It’s the summer of 1984, Margaret Thatcher is in power and the National Union of Mineworkers is on strike, prompting a London-based group of gay and lesbian activists to raise money to support the strikers’ families. Initially rebuffed by the Union, the group identifies a tiny mining village in Wales and sets off to make their donation in person. As the strike drags on, the two groups discover that standing together makes for the strongest union of all. Starring Bill Nighy (The Best Exotic Marigold Hotel), Imelda Staunton (Vera Drake), Dominic West (300) and Paddy Considine (Hot Fuzz). (Dir. by Matthew Warchus, 2014, UK, 120 mins., Rated R)

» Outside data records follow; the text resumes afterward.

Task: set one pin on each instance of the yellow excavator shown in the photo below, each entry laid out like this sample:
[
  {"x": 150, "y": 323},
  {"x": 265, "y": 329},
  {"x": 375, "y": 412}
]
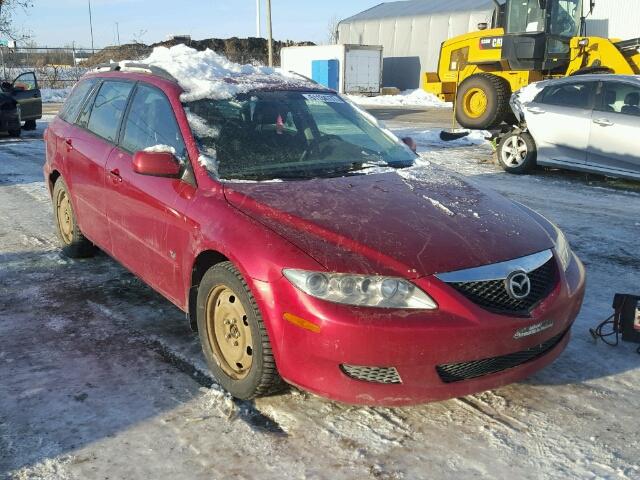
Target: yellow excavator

Carolyn’s note: I saw this movie yesterday and it is an amazingly touching, true  story about how gays/lesbians in London in 1984 helped raise $ for striking coal miners in England and the U.K., and were befriended by a mining community in Wales (but not without adversity).   It is an unlikely alliance of cultural communities and it does show that love and acceptance can conquer hatred and prejudice. Lots of British humor and accents for lovers of foreign films as well. The beginning of the  AIDS/HIV epidemic is also addressed.

“Pride” opened on Oct. 24 and is staying another week, till Nov. 6th.  Playing 2:30 p.m. and 7:15 p.m. at the independent Loft Cinema, 3233 E. Speedway Blvd. Tucson.